On November 8, 1989, a meeting was held at the offices of the Yonkers Probation Department which Jennifer and her parents attended. It is noted that for at least two months prior to the meeting, no one in Jennifer’s home had spoken to her. At the meeting, Mrs. Sherman told Jennifer that she had arranged to have her picked up and taken to Arms Acres psychiatric facility for an in-patient psychiatric evaluation, and that, if she did not go, she would not be permitted to [302]*302return home. It should be noted that the Probation Department had not recommended or arranged for this evaluation. Jennifer refused to go for the evaluation. When she returned home that evening, the locks on the door had been changed, and she was denied access to her home. Since then, Jennifer has maintained herself with the help of friends and neighbors, and a part-time job.

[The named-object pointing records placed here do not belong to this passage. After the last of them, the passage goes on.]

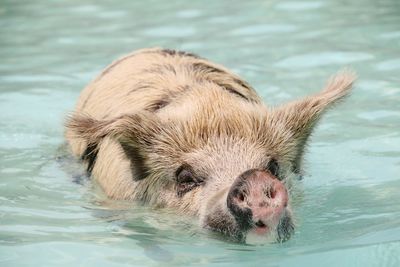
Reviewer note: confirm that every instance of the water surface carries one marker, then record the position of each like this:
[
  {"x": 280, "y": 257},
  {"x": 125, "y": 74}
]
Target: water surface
[{"x": 49, "y": 50}]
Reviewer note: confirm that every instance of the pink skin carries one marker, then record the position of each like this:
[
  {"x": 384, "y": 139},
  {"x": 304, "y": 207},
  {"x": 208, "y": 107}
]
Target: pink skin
[{"x": 267, "y": 199}]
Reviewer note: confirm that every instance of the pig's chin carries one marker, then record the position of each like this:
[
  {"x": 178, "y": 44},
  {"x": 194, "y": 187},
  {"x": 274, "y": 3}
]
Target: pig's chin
[{"x": 257, "y": 235}]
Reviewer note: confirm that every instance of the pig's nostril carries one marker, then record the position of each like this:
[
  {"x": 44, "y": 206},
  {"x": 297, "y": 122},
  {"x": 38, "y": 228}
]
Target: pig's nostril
[
  {"x": 260, "y": 224},
  {"x": 270, "y": 192},
  {"x": 240, "y": 197}
]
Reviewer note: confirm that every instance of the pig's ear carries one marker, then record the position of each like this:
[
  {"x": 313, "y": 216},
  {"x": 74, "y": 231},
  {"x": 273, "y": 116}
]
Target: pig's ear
[
  {"x": 135, "y": 133},
  {"x": 300, "y": 117}
]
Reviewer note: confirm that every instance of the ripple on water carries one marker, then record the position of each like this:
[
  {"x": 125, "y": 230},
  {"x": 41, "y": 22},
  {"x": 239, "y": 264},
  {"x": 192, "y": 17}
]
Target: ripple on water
[{"x": 319, "y": 59}]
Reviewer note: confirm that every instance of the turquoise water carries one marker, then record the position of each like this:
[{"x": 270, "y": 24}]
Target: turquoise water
[{"x": 49, "y": 50}]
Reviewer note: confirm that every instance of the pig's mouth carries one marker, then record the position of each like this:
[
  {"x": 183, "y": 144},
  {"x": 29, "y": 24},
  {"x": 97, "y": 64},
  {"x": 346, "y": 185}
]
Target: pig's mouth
[{"x": 266, "y": 232}]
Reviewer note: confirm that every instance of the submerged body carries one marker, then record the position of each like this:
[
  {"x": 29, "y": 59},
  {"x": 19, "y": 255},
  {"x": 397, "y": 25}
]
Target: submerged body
[{"x": 172, "y": 129}]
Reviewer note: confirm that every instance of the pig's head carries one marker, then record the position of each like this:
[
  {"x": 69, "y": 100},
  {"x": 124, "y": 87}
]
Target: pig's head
[{"x": 229, "y": 161}]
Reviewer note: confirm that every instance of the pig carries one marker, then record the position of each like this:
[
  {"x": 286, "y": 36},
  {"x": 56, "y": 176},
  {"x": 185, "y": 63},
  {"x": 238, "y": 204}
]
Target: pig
[{"x": 171, "y": 129}]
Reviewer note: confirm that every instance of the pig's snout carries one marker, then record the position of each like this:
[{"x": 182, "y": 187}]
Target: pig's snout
[{"x": 257, "y": 200}]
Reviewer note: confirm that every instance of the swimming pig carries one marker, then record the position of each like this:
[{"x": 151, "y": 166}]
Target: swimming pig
[{"x": 171, "y": 129}]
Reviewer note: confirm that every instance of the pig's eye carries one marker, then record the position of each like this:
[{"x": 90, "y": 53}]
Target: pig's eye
[
  {"x": 186, "y": 180},
  {"x": 273, "y": 167}
]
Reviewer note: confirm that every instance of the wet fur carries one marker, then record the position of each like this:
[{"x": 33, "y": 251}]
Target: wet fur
[{"x": 153, "y": 110}]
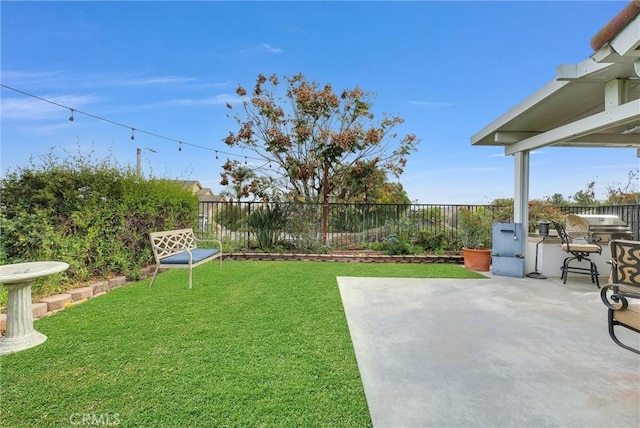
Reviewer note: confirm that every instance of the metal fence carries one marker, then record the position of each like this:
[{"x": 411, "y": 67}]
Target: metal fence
[{"x": 352, "y": 225}]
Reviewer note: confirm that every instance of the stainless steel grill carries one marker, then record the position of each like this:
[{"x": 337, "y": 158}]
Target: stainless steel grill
[{"x": 601, "y": 227}]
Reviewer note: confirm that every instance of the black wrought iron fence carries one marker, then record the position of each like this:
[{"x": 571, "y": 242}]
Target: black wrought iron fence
[{"x": 358, "y": 225}]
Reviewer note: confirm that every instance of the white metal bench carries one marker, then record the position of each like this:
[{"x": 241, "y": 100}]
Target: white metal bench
[{"x": 179, "y": 249}]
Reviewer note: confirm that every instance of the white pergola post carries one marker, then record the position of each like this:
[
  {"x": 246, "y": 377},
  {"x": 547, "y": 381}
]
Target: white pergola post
[{"x": 521, "y": 194}]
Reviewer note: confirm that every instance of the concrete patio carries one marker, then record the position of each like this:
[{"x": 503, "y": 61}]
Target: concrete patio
[{"x": 494, "y": 352}]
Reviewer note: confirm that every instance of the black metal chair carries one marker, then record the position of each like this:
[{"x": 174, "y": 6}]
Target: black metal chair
[
  {"x": 580, "y": 251},
  {"x": 622, "y": 295}
]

It is noted that in determining the objections, the court will not consider any documents submitted by respondent and annexed as exhibits to his objections which were not introduced into evidence at the hearing.
Respondent argues in his objections that his daughter’s refusal to go to Arms Acres for the psychiatric evaluation was in violation of this court’s order. As a result of said refusal, she "chose to reside outside the home”. He alleges that by refusing to obey the parental direction, she "forfeited her claim for support from him”. He also argues that the Probation Department had no medical evidence on which to base their opinion that Jennifer didn’t need in-patient psychiatric treatment, and that a psychiatrist he had engaged to treat his daughter, Dr. Savyckyj, had recommended in-patient treatment in a letter to the probation officer.

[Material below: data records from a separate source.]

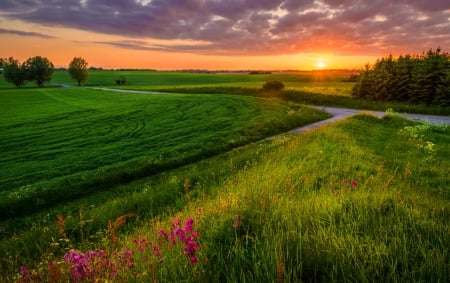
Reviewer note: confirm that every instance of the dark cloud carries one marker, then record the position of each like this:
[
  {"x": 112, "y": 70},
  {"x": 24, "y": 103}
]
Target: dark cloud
[
  {"x": 237, "y": 27},
  {"x": 24, "y": 33}
]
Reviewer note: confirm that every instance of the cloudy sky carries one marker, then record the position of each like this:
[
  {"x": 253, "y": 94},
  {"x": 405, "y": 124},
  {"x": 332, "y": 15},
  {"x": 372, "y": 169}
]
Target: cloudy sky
[{"x": 222, "y": 34}]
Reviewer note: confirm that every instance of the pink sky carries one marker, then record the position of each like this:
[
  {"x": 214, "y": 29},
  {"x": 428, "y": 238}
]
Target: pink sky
[{"x": 222, "y": 34}]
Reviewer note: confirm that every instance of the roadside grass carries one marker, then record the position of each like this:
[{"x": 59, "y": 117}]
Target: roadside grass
[
  {"x": 361, "y": 200},
  {"x": 60, "y": 144},
  {"x": 308, "y": 88}
]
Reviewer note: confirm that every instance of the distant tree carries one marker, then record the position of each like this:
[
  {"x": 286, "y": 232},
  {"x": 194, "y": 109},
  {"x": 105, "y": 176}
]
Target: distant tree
[
  {"x": 421, "y": 79},
  {"x": 14, "y": 72},
  {"x": 78, "y": 70},
  {"x": 39, "y": 69}
]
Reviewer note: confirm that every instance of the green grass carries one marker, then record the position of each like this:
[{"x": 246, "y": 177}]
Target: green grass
[
  {"x": 58, "y": 144},
  {"x": 299, "y": 220}
]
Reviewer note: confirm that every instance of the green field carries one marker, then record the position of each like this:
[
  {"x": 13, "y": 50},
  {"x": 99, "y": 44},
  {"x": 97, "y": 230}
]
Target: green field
[
  {"x": 99, "y": 174},
  {"x": 361, "y": 200},
  {"x": 147, "y": 80},
  {"x": 82, "y": 140}
]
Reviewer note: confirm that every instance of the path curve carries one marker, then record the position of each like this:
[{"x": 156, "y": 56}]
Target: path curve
[
  {"x": 337, "y": 113},
  {"x": 343, "y": 113}
]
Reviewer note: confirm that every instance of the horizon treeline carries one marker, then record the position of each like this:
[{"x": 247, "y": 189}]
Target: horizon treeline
[{"x": 420, "y": 79}]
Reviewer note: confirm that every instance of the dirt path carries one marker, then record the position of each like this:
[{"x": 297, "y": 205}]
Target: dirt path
[
  {"x": 343, "y": 113},
  {"x": 338, "y": 113}
]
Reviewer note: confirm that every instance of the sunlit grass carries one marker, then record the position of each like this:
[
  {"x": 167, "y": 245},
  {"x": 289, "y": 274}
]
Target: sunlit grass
[{"x": 359, "y": 200}]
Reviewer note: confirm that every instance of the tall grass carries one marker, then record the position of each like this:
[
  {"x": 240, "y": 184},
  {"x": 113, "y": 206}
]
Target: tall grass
[{"x": 362, "y": 200}]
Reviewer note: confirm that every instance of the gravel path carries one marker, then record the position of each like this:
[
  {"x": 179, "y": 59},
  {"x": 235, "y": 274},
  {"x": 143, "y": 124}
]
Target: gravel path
[
  {"x": 338, "y": 113},
  {"x": 343, "y": 113}
]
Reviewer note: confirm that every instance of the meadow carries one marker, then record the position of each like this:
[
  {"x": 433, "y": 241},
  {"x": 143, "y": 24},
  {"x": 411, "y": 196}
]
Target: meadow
[
  {"x": 324, "y": 88},
  {"x": 361, "y": 200}
]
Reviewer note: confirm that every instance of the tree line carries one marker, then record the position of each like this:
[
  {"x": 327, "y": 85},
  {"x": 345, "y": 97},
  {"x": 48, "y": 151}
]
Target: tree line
[
  {"x": 420, "y": 79},
  {"x": 40, "y": 70}
]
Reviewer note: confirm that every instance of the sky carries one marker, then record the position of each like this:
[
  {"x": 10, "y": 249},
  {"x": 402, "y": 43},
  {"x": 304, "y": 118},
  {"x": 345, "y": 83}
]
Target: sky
[{"x": 222, "y": 34}]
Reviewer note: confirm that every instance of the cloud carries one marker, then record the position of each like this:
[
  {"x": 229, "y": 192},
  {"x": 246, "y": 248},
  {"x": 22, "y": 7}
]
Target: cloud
[
  {"x": 24, "y": 33},
  {"x": 251, "y": 27}
]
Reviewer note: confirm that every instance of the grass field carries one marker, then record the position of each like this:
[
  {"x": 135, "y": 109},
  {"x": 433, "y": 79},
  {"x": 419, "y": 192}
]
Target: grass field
[
  {"x": 361, "y": 200},
  {"x": 124, "y": 187},
  {"x": 77, "y": 141}
]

This court’s order of disposition entered September 19, 1989 (Spitz, J.) in the family offense proceeding, stated that petitioner "shall obey all the rules and regulations of her household and her parents”. Respondent’s argument that Jennifer violated said order by refusing to obey her parents and go to Arms Acres is totally without merit. Only this court, after an appropriate petition is filed alleging a violation of a court order, and a hearing is held, has the authority to determine if Jennifer violated the court’s order. If the court determines that its order was violated, then the court, and not one of the parties, determines the appropriate sanction. However, a proper petition alleging a violation was never filed with the court. Therefore, this argument advanced by respondent as a justification for denying entry to her home and support to his daughter is rejected, and this objection is denied in its entirety.

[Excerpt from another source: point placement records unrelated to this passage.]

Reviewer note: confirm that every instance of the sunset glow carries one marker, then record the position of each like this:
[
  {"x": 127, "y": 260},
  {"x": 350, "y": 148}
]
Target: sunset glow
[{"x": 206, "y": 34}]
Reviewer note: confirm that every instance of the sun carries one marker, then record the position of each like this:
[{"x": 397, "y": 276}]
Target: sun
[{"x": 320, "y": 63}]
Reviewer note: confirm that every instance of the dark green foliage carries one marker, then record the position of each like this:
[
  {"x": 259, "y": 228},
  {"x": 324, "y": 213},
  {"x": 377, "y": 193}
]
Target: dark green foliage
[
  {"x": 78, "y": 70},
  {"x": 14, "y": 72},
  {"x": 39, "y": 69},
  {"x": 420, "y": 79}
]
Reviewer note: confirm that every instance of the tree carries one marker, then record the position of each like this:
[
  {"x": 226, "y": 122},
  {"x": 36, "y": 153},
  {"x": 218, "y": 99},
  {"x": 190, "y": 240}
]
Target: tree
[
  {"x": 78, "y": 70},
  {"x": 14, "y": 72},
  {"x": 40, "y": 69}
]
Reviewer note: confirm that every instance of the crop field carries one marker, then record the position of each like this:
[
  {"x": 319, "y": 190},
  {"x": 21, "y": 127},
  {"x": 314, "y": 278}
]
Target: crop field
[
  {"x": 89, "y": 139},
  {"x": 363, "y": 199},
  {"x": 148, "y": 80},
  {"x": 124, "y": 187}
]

The only issue that remains is whether Jennifer’s conduct constitutes an emancipation, relieving respondent of his obligation to support his minor daughter.
Respondent relied heavily on the testimony of Dr. Jerry Savyckyj, Jennifer’s psychiatrist, who had recommended in[303]*303patient psychiatric treatment for Jennifer, and that giving money directly to her would only aggravate her personality disorder and be detrimental to the child.
Family Court Act § 413 sets forth that a parent is obligated to support a minor child to the age of 21. The law is well settled that when a child is under the age of 21, and voluntarily abandons the parental home without cause to avoid parental control, the child forfeits her right to support (Matter of Roe v Doe, 29 NY2d 188; Matter of Drago v Drago, 138 AD2d 704; see, Matter of Parker v Stage, 43 NY2d 128, 134).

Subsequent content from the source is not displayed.